Sostenibilità

Mc Cain, una via verdeverso la casa bianca Un annuncio a sorpresa: ridurre del 60% le emissioni di gas. Una presa di distanza sempre più netta dal clan dei petrolieri. Ma è svolta vera o solo tattica? di Alessandra Marseglia

elezioni Usa Il "piano" del candidato repubblicano

di Redazione

Negli stessi giorni in cui George W. Bush viaggiava in Medio Oriente, la campagna elettorale di John McCain, il candidato repubblicano in corsa per la Casa Bianca, faceva tappa nel North West America.

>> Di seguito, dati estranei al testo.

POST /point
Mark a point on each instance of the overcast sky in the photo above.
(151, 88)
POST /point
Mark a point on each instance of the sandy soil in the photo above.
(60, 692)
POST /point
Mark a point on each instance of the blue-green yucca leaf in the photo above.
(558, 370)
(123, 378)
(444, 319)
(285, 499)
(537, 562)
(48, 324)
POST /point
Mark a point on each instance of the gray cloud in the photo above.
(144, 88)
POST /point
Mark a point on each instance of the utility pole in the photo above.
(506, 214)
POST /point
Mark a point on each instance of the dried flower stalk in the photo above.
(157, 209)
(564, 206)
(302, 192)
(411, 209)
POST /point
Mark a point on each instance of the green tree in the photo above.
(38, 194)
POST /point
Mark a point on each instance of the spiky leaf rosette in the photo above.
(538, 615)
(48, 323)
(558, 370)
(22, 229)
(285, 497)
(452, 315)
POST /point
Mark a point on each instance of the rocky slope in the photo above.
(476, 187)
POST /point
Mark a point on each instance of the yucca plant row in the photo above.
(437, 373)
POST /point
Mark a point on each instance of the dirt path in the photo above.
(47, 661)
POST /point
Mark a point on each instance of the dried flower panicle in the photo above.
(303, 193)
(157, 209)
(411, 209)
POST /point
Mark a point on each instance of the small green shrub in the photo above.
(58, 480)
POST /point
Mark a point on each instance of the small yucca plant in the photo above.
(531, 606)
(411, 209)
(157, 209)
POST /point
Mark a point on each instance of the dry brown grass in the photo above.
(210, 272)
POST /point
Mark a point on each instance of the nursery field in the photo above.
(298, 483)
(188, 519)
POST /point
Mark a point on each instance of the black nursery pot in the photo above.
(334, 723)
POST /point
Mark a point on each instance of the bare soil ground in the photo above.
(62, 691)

Mentre l’attuale presidente incontrava il re saudita Abdullah implorandolo di tenere basso il prezzo del petrolio, il candidato McCain passeggiava per le foreste dell’Oregon, attento a farsi riprendere dalle telecamere mentre stringe le mani agli ambientalisti più attivi d’America.
«Non possiamo far passare altri otto anni senza prendere seri provvedimenti sul problema del surriscaldamento della Terra», ha spiegato alla stampa il senatore repubblicano, annunciando il suo impegno elettorale: «Ridurre del 60% le emissioni di gas nocivi all’ambiente entro il 2050». Poco conta che l’obiettivo del piano di McCain sia modesto rispetto a quelli presentati da entrambi i candidati democratici (che parlano di un 80% in meno fino al 2050). Quel che conta in questo momento, per McCain e il partito repubblicano, è che gli elettori colgano la distanza tra il senatore dell’Arizona e George W. Bush.
Il presidente “cowboy”, infatti, è riuscito nella non facile impresa di raggiungere uno degli indici di gradimento più bassi della storia dei presidenti a stelle e strisce. Bush è per gli americani oggi il responsabile di quasi tutti i mali che affliggono il Paese, compreso il caro benzina, il cui prezzo è cresciuto di un dollaro in soli sei mesi. Per McCain, dunque, differenziarsi dal presidente texano – lo stesso che tratta con gli arabi, porta avanti gli interessi delle lobby dei petrolieri e non ha mai sottoscritto il protocollo di Kyoto – è una scelta obbligata. Anzi, per i repubblicani e per McCain la questione ambientale potrebbe rappresentare una chiave di volta per uscire dall’impasse in cui si trovano.
Guardando alla storia politica del senatore dell’Arizona c’è da pensare che il suo impegno per l’ambiente non sia dettato solo da opportunismo elettorale. McCain ha un passato da repubblicano fuori dagli schemi, che in diverse occasioni ha assunto posizioni fortemente critiche nei confronti delle lobby economiche.
Nel 1996, ad esempio, fu uno tra i cinque senatori, l’unico repubblicano, che votarono contro il Telecommunication Act, una legge che di fatto ha favorito i colossi delle tlc deregolamentando completamente il mercato; in quell’occasione, McCain non ebbe il timore a denunciare pubblicamente le laute donazioni di danaro elargite “casualmente” in quell’anno dalla AT&T, la principale compagnia telefonica americana, ad entrambi i partiti politici. Ancora, nel 1998, a causa di una sua campagna contro il fumo, il senatore diventò il nemico numero uno delle multinazionali del tabacco, che spesero oltre 40 milioni di dollari in spot pubblicitari, molti dei quali rivolti personalmente contro di lui. Nel suo curriculum politico c’è un braccio di ferro con la lobby dei produttori di etanolo – energia inizialmente favorita dal governo americano ed oggi dichiarata più inquinante della normale benzina – e un attacco frontale contro la Boeing, per un contratto multimilionario di cui il senatore evidenziò sprechi e irregolarità.
Naturalmente rimane da capire quanto McCain terrà fede al suo passato di repubblicano indipendente e quanto invece verrà a patti con l’ala lobbista del partito. «Non illudiamoci», ha scritto la nota commentatrice Arianna Huffington, «McCain ha già venduto l’anima ai colonnelli del suo partito».